Ich bin seit über 25 Jahren in der Katastrophenhilfe tätig, war in Krisengebieten in Afrika und Osteuropa und habe nach Naturkatastrophen in Asien geholfen. Aber so einen schweren Grad der Zerstörung der Infrastruktur wie in Japan habe ich noch nie gesehen. Über hunderte Kilometer Küstenlänge hinweg ist sie kaum noch nutzbar. Das hat mich am meisten bewegt und auch geschockt. Gleichzeitig gibt es noch fast jeden Tag Nachbeben – auch wenn die Menschen versuchen, sich an sie zu gewöhnen, sind sie doch zutiefst verängstigt und verunsichert. Schon kleinere Nachbeben oder Stürme und Regenfälle erinnern an das große Beben und den Tsunami. Die Menschen haben Angst, weiter in ihren Häusern in der Nähe des Meeres zu wohnen, aber bis jetzt gibt es für sie keine andere Möglichkeit.
Wie erging es Ihnen bei den Nachbeben?
Ich versuchte, mich von ihnen nicht aus der Ruhe bringen zu lassen, aber es gelang mir nicht.
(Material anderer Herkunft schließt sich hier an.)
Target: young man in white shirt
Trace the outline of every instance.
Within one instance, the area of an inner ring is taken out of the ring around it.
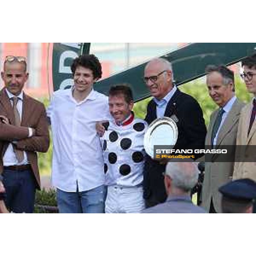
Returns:
[[[131,88],[111,87],[108,99],[113,118],[101,138],[108,193],[106,213],[139,213],[145,208],[143,169],[144,137],[148,125],[134,118]]]
[[[102,77],[93,55],[76,58],[74,85],[54,93],[47,110],[53,134],[52,181],[61,213],[103,213],[102,151],[96,122],[109,119],[108,97],[94,90]]]

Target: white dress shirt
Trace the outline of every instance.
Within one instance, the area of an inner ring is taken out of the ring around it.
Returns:
[[[162,99],[159,100],[156,98],[153,98],[154,100],[157,104],[157,118],[160,118],[164,116],[164,113],[168,102],[170,101],[176,90],[177,90],[177,87],[174,85],[172,89]]]
[[[109,120],[108,97],[92,90],[78,103],[73,89],[55,92],[47,110],[52,131],[53,185],[67,192],[104,183],[102,151],[96,122]]]
[[[217,143],[217,140],[218,139],[218,134],[220,132],[220,130],[221,128],[221,126],[223,125],[223,124],[225,122],[225,119],[227,118],[227,115],[228,115],[229,111],[231,110],[231,108],[232,108],[232,106],[233,105],[233,104],[234,103],[236,99],[236,96],[234,96],[228,101],[228,102],[226,104],[226,105],[225,105],[225,106],[224,106],[224,107],[223,107],[223,108],[225,112],[223,113],[221,124],[220,125],[218,130],[218,131],[216,134],[215,138],[214,138],[214,140],[213,140],[213,145],[216,145],[216,143]]]
[[[15,96],[15,95],[11,93],[8,91],[8,90],[6,89],[6,93],[8,96],[8,97],[10,99],[11,104],[12,106],[13,105],[13,102],[11,99],[12,98]],[[17,109],[18,112],[20,114],[20,120],[21,120],[22,117],[22,108],[23,108],[23,92],[21,92],[18,95],[17,97],[18,98],[19,100],[17,102]],[[29,137],[32,136],[32,130],[31,128],[29,128]],[[12,143],[10,143],[8,145],[8,147],[6,151],[6,152],[3,156],[3,165],[5,166],[8,166],[14,165],[22,165],[24,164],[28,164],[29,161],[28,160],[28,157],[26,153],[24,151],[23,151],[24,154],[24,159],[22,162],[19,163],[18,160],[17,159],[15,153],[13,151],[13,147]]]

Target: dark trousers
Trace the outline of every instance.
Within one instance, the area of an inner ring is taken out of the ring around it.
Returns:
[[[5,203],[9,210],[16,213],[32,213],[36,186],[32,171],[14,171],[5,167],[3,176],[6,194]]]
[[[213,205],[213,203],[212,202],[212,198],[211,199],[211,204],[210,205],[210,209],[209,210],[209,213],[217,213],[214,206]]]

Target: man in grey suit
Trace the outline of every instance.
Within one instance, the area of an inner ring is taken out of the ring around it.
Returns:
[[[143,213],[206,213],[191,201],[190,191],[198,182],[199,171],[193,162],[170,162],[166,165],[164,184],[168,195],[165,203]]]
[[[238,121],[244,104],[235,93],[234,73],[224,66],[208,66],[206,69],[209,93],[219,107],[211,115],[205,141],[214,149],[236,145]],[[226,148],[227,148],[227,147]],[[210,213],[221,212],[219,187],[232,179],[236,147],[229,148],[229,162],[220,161],[221,154],[214,154],[206,161],[202,206]]]

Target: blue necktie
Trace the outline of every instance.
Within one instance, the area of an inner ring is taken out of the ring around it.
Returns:
[[[252,113],[251,114],[251,118],[250,120],[250,125],[249,126],[249,129],[248,130],[248,134],[247,136],[249,135],[249,134],[250,131],[250,129],[252,128],[252,126],[253,126],[253,122],[254,122],[254,120],[255,119],[255,115],[256,115],[256,99],[253,99],[253,109],[252,110]]]
[[[212,145],[213,145],[213,141],[214,138],[217,134],[217,132],[218,131],[221,123],[221,119],[222,119],[222,116],[225,113],[225,111],[222,108],[221,108],[219,111],[219,112],[216,118],[216,120],[214,124],[213,125],[213,128],[212,128],[212,137],[211,138],[211,142],[212,143]]]

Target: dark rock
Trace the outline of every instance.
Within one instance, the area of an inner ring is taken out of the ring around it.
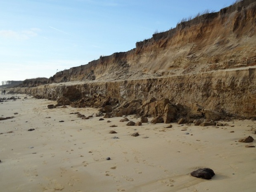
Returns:
[[[190,119],[200,119],[204,117],[201,112],[204,108],[197,104],[194,104],[191,107],[188,114],[188,117]]]
[[[121,119],[120,121],[120,122],[125,122],[125,121],[129,121],[130,120],[127,117],[125,117],[124,118]]]
[[[178,123],[179,125],[183,124],[184,123],[185,123],[185,120],[186,120],[186,119],[185,119],[185,118],[180,118],[180,119],[179,119],[179,121],[178,121]]]
[[[159,123],[164,122],[164,119],[161,116],[157,116],[156,117],[154,118],[150,123],[153,124]]]
[[[133,121],[130,121],[128,122],[126,125],[128,126],[134,126],[135,125],[135,123]]]
[[[193,121],[195,126],[198,126],[204,121],[201,119],[197,119]]]
[[[103,117],[104,118],[110,118],[111,117],[111,114],[109,113],[106,113]]]
[[[170,103],[167,103],[165,106],[163,115],[164,122],[165,123],[169,123],[175,119],[177,114],[176,107]]]
[[[147,117],[144,116],[141,117],[141,119],[140,119],[140,122],[141,123],[147,123],[148,121],[149,121],[149,120]]]
[[[103,112],[104,113],[111,113],[112,112],[113,109],[110,105],[106,105],[103,109]]]
[[[56,106],[54,105],[54,104],[48,104],[48,105],[47,105],[47,107],[48,108],[48,109],[53,109],[53,108],[56,108]]]
[[[249,136],[247,137],[239,139],[238,140],[238,142],[241,142],[243,143],[251,143],[254,141],[254,139],[252,137]]]
[[[115,125],[113,125],[112,126],[109,126],[110,127],[117,127],[117,126],[115,126]]]
[[[173,127],[173,126],[172,125],[169,125],[168,126],[164,127],[165,128],[171,128],[172,127]]]
[[[14,118],[14,117],[0,117],[0,121],[5,120],[6,119],[12,119]]]
[[[140,135],[140,134],[139,134],[139,133],[138,132],[135,133],[133,133],[132,134],[132,136],[133,136],[133,137],[137,137],[139,135]]]
[[[205,118],[209,121],[218,121],[221,117],[221,115],[218,112],[211,110],[204,109],[202,113]]]
[[[254,145],[245,145],[244,147],[255,147]]]
[[[190,173],[193,177],[205,179],[211,179],[215,175],[213,171],[209,168],[199,168]]]
[[[206,126],[215,126],[216,125],[216,122],[204,122],[201,123],[199,125],[199,126],[206,127]]]
[[[59,106],[69,105],[71,103],[69,100],[65,97],[62,96],[57,99],[57,103]]]
[[[118,137],[112,137],[112,139],[119,139],[119,138]]]

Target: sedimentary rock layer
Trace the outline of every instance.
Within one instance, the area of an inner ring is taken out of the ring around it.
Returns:
[[[256,68],[251,67],[142,80],[73,85],[69,82],[12,90],[54,100],[64,96],[71,102],[98,94],[120,103],[166,98],[189,107],[197,103],[224,114],[250,118],[256,116]]]

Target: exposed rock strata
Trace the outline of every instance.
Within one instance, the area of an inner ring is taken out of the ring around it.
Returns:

Zugegeben, die meisten Nachbeben, die ich erlebte, waren verhältnismäßig schwach, meist in der Stärke zwischen 5 und 6. Auch sind Experten der Ansicht, dass nach einem Superbeben der Stärke 9.0 die Erde weiträumig zumindest in den nächsten 10 bis 15 Jahren kein großes Erdbeben mehr erfahren wird. Aber was heißt schon schwach und was sind schon Expertenmeinungen, wenn das Haus wackelt, die Türrahmen sich hin- und herbewegen und die Fensterscheiben klirren? Das Beben vom 11. März hatte nicht nur viele direkte verheerende Folgen, sondern pflanzt sich latent in vielen kleineren und manchen größeren Erdbeben fort – und erst recht in den Köpfen vieler Einheimischer, die die Furcht vor weiteren Beben nicht zur Ruhe kommen lässt.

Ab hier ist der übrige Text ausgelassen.